The Sartor lab develops bioinformatics methods and tools for the analysis of high-throughput genome-wide regulatory and epigenomics data, and focuses on understanding the biological/clinical significance of results.
Our GSE Suite is a one-stop shop containing methods and resources for gene set enrichment testing for both sets of genomic regions and gene expression data. We now have a comprehensive tool to link regulatory genomic regions (e.g. peaks in enhancers) to their target genes using a variety of methods and databases. Our default approach has been carefully optimized for gene set enrichment testing by objectively ranking over a thousand different approaches.
ChIP-Enrich, Poly-Enrich, and proxReg: Gene Set Enrichment Testing for large sets of genomic regions
Bioconductor package: http://bioconductor.org/packages/release/bioc/html/chipenrich.html
ChIP-Enrich and Poly-Enrich test for enrichment of biological pathways in large sets of narrow genomic regions, such as from ChIP-seq or ATAC-seq peaks, repetitive region families, etc. (For broad genomic regions, see Broad-Enrich instead.) ProxReg is a complementary tool that tests whether the regulation of a gene set tends to be mainly from promoter regions or enhancer regions. Users have several options including Gene Ontology, KEGG, MESH, MSigDB, and other types of gene sets. Using an uploaded input file, ChIP-Enrich and Poly-Enrich assign genomic regions to genes based on a chosen "locus definition". The "locus" of a gene is the region from which the gene is predicted to be regulated. We are now adding smart enhancer-gene target links, which we’ve shown perform better than simply assigning each genomic region to the gene with the nearest TSS. ChIP-Enrich uses a logistic regression model to test for association between the presence of at least one peak in a gene and gene set membership, while Poly-Enrich uses a negative binomial regression model to test the association between the number of peaks in a gene and gene set membership. They empirically adjust for the relationship between the length of the loci (and optionally mappability) and the outcome using a cubic smoothing spline term within the model. Poly-enrich canalso take weighted, or scored, genomic regions. Output includes summary plots, peak to gene assignments, and enrichment (and depletion) results including odds ratio, p-value, and FDR for each gene set.
Broad-Enrich: Gene Set Enrichment Testing for large sets of broad genomic regions
PePr: Peak Prioritization Pipeline
Github Site: https://github.com/shawnzhangyx/PePr
PePr is a python-based analysis pipeline for ChIP-Seq experiments with biological replicates. The program accounts for the variation among biological replicates using a negative binomial model, and uses local information to improve estimates of variance. It uses a novel between-sample normalization strategy to account for variable antibody efficiency, and post hoc steps to increase peak resolution and reduce false positives. It can be used either to determine histone modifications or transcription factor binding versus control data, or for two group comparisons (i.e. differential binding). With PePr, users do not need to separately call peaks in each sample first; the differential peak calling is all performed in one analysis.

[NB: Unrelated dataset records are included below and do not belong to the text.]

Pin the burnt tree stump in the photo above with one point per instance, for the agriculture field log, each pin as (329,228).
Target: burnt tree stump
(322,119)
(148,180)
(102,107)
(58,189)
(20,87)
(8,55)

Methylation Integration (Mint) Pipeline
Github site: https://github.com/sartorlab/mint
The mint pipeline analyzes single-end reads coming from sequencing assays measuring DNA methylation and hydroxymethylation. The pipeline analyzes reads from both bisulfite-converted assays such as WGBS and RRBS, and from pulldown assays such as MeDIP-seq, hMeDIP-seq, and hMeSeal. Moreover, with data measuring both 5-methylcytosine (5mc) and 5-hydroxymethylcytosine (5hmc), the mint pipeline integrates the two data types to classify genomic regions of 5mc, 5hmc, a mixture, or neither.
The pipeline is available as both a command line(https://github.com/sartorlab/mint) and a Galaxy graphical user interface too (https://github.com/sartorlab/mint_galaxy). Both implementations require minimal configuration while remaining flexible to experiment specific needs.
LR Path and RNA-Enrich
LRpath performs gene set enrichment testing using logistic regression, allowing the input data to remain on a continuous scale. RNA-Enrich additionally takes into account gene coverage for RNA-seq data. This web-based tool tests against several annotation databases, including Gene Ontology, multiple pathway databases, metabolite, transcription factor and microRNA target sets, and literature-derived annotations. LRpath performs well with both small and large sample sizes. Additional benefits of using the LRpath program include (1) the ability to perform both “directional” and “non-directional” enrichment tests that allow for two different perspectives and (2) the ability to easily compare and visualize results across multiple studies using LRpath clustering.